Jak nigdy w telewizji Puls oglądałem (0.45-2.55) dramat wojenny „Ocalony” USA 2013, wyk. Mark Wahlberg, który  nawiązuje do autentycznych wydarzeń opisanych w książce Luttrella i Robinsona "Przetrwałem Afganistan".

    Akcja filmu "Ocalony" toczy się w Afganistanie pod koniec czerwca 2005 roku i była wymierzona w groźnego talibskiego przywódcę Shaha (Yousuf Azami). Komandosi amerykańscy trafili w pułapkę.

    Na końcu filmu popłakałem się podczas udzielania pomocy jednemu z nich. Na to wszystko patrzył chłopczyk o pięknych oczach: widział groźnych talibów oraz swojego ojca niosącego pomoc ciężko rannemu. Czym się różnimy jako dzieci Boga, ludzie różnych ras i języków...cud stworzenia z próbą miłości.

    Natychmiast poznałem intencję modlitewną tego dnia. Przed wyjściem „na miasto” słuchałem wywodu Magdaleny Środy...wiedźmy, która chwali Rewolucję Ulicznic walczących o możliwość mordowania własnych dzieciątek.

    Natknąłem na zarośniętego pana, który nie powinien już żyć. Widziałem go dwa lata temu, gdy siedział w aptece z owrzodzeniem obrzękniętej nogi...na granicy amputacji.

    Okazało się, że codziennie modli się po wstaniu, a lekarka dermatolog sprawiła, że rana zagoiła się. Myślałem, że nie ma z czego żyć, ale ma rentę i właśnie czeka na emeryturę (miał lata pracy i osiągnął wiek).

   Natomiast teraz, gdy to zapisuję „Stokrotka” drze się jak opętana na posła, który spokojnie mówi o prawie każdej istoty ludzkiej do życia. Ja powiem, że katolikowi nie wolno dyskutować z takimi („rzucać pereł przed świnie”). Nie obraź się, ale są to Słowa Pana Jezusa...

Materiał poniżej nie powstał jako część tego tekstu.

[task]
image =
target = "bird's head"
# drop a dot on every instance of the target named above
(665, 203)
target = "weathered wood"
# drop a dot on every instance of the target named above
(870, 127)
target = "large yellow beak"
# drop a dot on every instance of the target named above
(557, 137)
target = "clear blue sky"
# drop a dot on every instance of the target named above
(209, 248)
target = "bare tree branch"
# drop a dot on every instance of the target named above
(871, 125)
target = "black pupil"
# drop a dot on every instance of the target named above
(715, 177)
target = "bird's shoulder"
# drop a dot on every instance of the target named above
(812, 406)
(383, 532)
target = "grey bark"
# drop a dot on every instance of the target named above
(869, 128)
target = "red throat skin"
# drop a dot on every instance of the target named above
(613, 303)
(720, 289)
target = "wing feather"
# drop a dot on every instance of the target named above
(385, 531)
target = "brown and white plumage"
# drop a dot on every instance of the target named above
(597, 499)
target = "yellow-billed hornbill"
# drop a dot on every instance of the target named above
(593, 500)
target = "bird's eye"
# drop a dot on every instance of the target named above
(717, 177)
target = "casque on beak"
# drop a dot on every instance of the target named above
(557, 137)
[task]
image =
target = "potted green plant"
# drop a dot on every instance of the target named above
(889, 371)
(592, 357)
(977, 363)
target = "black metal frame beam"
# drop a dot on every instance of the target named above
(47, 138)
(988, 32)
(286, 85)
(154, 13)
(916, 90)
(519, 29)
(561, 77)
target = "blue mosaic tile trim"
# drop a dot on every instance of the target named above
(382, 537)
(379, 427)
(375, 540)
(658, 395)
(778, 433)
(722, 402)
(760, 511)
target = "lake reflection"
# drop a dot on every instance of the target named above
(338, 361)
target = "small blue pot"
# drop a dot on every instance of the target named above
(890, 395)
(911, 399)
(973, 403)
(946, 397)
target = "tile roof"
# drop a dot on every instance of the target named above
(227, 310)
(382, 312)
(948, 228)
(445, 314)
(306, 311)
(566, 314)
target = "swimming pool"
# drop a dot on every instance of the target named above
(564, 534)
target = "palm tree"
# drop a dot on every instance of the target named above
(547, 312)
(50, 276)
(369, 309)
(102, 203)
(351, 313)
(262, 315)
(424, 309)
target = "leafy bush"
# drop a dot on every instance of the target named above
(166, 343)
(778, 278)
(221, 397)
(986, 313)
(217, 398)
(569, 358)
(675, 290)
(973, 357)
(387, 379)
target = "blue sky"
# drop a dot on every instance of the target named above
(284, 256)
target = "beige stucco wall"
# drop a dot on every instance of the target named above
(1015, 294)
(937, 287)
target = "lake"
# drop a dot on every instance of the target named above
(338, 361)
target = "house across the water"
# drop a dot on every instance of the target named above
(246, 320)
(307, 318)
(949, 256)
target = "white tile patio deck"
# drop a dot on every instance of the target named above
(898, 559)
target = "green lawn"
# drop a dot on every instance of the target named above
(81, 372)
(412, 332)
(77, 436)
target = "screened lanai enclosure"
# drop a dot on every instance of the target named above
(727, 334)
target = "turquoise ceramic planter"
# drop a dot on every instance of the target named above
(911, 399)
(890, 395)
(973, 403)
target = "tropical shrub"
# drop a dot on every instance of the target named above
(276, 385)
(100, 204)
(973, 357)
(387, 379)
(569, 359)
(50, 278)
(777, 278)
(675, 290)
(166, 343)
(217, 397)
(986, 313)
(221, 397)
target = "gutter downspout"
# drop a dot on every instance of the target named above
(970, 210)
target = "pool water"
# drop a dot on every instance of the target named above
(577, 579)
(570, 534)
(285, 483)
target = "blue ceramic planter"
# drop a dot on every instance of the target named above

   Matka ludzka bardziej kocha dziecko chore, niepełnosprawne, uszkodzone, wymagające szczególnej opieki. Bocian wyrzuca takie z gniazda...tego właśnie pragną dziewuszki drące się na ulicy. Pan sprawi, że wiele z nich będzie pragnęło mieć dziecko, a tu niepłodność, choroba własna, a nawet jakieś inwalidztwo.

    W 2013 r. na Onet.pl była dyskusja „religijna” z moją refleksją, że pogania chcą oddzielić życie, politykę od Boga i wiary. Nie da się, bo tam, gdzie religię wypleniono uprawia się dżucze (Korea Północna), a u nas są to bożki władzy (Bronek i Donek), posiadania (Kulczyk), seksu (Doda), kultu ciała i urody (Magda Gessler) oraz „mądrości” (Kubuś Parchatek, który udaje głupszego niż jest)...

    Katolikom zarzuca się kult Matki Bożej czyli cyniczne zasłanianie się Jej Osobą. Cóż złego jest w tym, że dzieciątko zasłania się własną mamusią (chowa się za nią)? Matka Zbawiciela jest naszą Prawdziwą Matką. 

    Ogarnij cały świat ocalonych od śmierci: obozy, wypadki w kopalniach, czekający na pomoc pod gruzami, upadki samolotów, wojny, zamachy terrorystów. To nie ma końca. Na tym tle Stwórca pokazuje bezmiar możliwości gubienia swojej duszy.

    Na Mszy św. padną słowa Apostoła Pawła (Hbr 10,19-25), że Pan Jezus otworzył nam drogę do Nieba, gdzie mamy wrócić „oczyszczeni na duszy od wszelkiego zła”. Musisz zrozumieć, że ocalenie od śmierci oznacza powrót do naszej Ojczyzny Prawdziwej.

    Przypomną się słowa J. Urbana, że ks. Jerzy Popiełuszko sam pchał się na śmierć (w tym wypadku ciała), a on dzisiaj pcha się na śmierć prawdziwą (czyli duszy). Właśnie psalmista pyta (Ps 24):

„Kto wstąpi na górę Pana,
kto stanie w Jego świętym miejscu?
Człowiek rąk nieskalanych i czystego serca,
który nie skłonił swej duszy ku marnościom”.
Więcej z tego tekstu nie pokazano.